I realized the reason was because I’d already decided based on the earlier impression that I didn’t like her. At the time she dropped her violent fantasies into the story, she hadn’t built up enough rapport with the reader for readers to give her the grace to tell such a troublesome story. It’d be like someone making a terrible first impression at a party and you deciding that you didn’t want to be friends with that person. Even if you find out later that person is perfectly lovely and just made a bad first impression, it conflicts with what you witnessed.
That’s how I felt reading this book. I might not have disliked the book so much if I’d gotten to know the author better before the problematic parts (maybe? I’m trying to be generous here).
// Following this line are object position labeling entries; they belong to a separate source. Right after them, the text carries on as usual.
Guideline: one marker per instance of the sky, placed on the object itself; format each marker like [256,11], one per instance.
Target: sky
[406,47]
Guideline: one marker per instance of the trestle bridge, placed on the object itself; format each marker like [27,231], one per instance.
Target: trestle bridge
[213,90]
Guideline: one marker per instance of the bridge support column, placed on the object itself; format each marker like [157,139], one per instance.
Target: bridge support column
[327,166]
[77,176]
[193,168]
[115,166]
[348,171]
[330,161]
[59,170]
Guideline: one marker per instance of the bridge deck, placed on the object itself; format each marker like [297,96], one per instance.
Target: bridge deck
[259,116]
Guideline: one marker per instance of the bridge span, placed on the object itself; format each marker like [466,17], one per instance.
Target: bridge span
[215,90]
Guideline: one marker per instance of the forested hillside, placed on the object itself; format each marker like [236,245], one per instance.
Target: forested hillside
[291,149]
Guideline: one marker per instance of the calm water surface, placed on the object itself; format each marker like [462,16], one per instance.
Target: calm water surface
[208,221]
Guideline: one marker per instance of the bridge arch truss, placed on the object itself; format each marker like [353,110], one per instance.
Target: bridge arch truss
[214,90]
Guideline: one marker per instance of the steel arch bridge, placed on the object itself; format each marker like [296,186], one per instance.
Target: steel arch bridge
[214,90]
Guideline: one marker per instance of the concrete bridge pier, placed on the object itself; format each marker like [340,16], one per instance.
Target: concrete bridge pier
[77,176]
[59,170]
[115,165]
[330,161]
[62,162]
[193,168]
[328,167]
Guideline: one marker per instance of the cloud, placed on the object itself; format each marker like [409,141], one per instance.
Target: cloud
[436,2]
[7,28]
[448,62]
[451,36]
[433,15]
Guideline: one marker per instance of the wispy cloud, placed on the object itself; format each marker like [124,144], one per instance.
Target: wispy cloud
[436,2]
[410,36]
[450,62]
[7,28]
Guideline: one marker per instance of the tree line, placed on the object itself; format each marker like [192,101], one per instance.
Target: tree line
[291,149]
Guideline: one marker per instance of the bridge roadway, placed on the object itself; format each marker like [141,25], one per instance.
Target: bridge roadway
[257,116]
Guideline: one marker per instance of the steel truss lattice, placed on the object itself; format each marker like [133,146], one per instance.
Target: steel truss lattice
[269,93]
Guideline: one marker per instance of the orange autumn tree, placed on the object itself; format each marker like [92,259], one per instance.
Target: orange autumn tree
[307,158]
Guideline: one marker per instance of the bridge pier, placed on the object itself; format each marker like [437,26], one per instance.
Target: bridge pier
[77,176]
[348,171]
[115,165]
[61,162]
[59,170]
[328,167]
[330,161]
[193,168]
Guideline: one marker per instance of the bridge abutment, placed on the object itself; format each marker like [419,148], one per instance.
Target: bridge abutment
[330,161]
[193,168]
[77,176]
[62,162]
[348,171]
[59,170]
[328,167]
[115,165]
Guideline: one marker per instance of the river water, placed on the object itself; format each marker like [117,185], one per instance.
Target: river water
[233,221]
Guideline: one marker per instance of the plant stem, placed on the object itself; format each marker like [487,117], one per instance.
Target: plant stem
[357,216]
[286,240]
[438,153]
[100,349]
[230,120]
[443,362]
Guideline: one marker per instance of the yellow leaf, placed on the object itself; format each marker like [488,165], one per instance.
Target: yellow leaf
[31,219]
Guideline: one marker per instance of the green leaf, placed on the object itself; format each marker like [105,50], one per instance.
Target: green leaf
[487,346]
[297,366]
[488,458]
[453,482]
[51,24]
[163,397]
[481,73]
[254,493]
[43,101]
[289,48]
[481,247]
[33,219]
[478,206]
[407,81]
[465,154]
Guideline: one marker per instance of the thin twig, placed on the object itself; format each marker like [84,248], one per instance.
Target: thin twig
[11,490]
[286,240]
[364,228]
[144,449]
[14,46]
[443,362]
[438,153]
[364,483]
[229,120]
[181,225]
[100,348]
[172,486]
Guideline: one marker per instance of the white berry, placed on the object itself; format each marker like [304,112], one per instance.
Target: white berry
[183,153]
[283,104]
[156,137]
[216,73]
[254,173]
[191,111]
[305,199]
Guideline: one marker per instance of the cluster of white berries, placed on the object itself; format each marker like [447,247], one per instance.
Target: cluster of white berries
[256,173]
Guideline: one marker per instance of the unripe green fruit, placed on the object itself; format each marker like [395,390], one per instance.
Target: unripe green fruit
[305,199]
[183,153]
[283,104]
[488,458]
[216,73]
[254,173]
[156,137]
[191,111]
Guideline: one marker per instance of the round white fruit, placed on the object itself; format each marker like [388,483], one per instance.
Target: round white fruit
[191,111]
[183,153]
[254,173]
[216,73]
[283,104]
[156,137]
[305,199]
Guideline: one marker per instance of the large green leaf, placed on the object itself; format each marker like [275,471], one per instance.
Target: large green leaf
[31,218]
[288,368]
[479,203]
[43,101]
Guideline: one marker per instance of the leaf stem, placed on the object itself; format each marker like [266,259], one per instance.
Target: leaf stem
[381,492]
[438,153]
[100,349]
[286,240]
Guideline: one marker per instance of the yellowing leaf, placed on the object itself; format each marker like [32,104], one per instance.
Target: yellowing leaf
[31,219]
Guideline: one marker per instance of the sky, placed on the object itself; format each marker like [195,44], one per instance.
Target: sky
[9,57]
But the way it was presented, especially without thoughtful context, just made it sound like the drama was manufactured purely for the sake of the memoir OR that the author hadn’t processed it enough to be writing about it in a meaningful way.
To be clear, authors are not obligated to make themselves likable or palatable to readers, especially where their personal lives are concerned. However, that doesn’t mean there aren’t consequences to not doing so. It’s this author’s right to share her violent sex fantasies just as it’s my right to not particularly like her or her book as a result.
I haven’t decided if I’ll read her other books. I recognize that there are things I could learn from her, but I’ll have to decide whether I’m better off learning those things from other authors. After all, reading a memoir is spending a lot of time in someone else’s head and no one wants to spend time in the head of someone they don’t particularly like.
There are too many books out there to be hanging out with people you don’t like.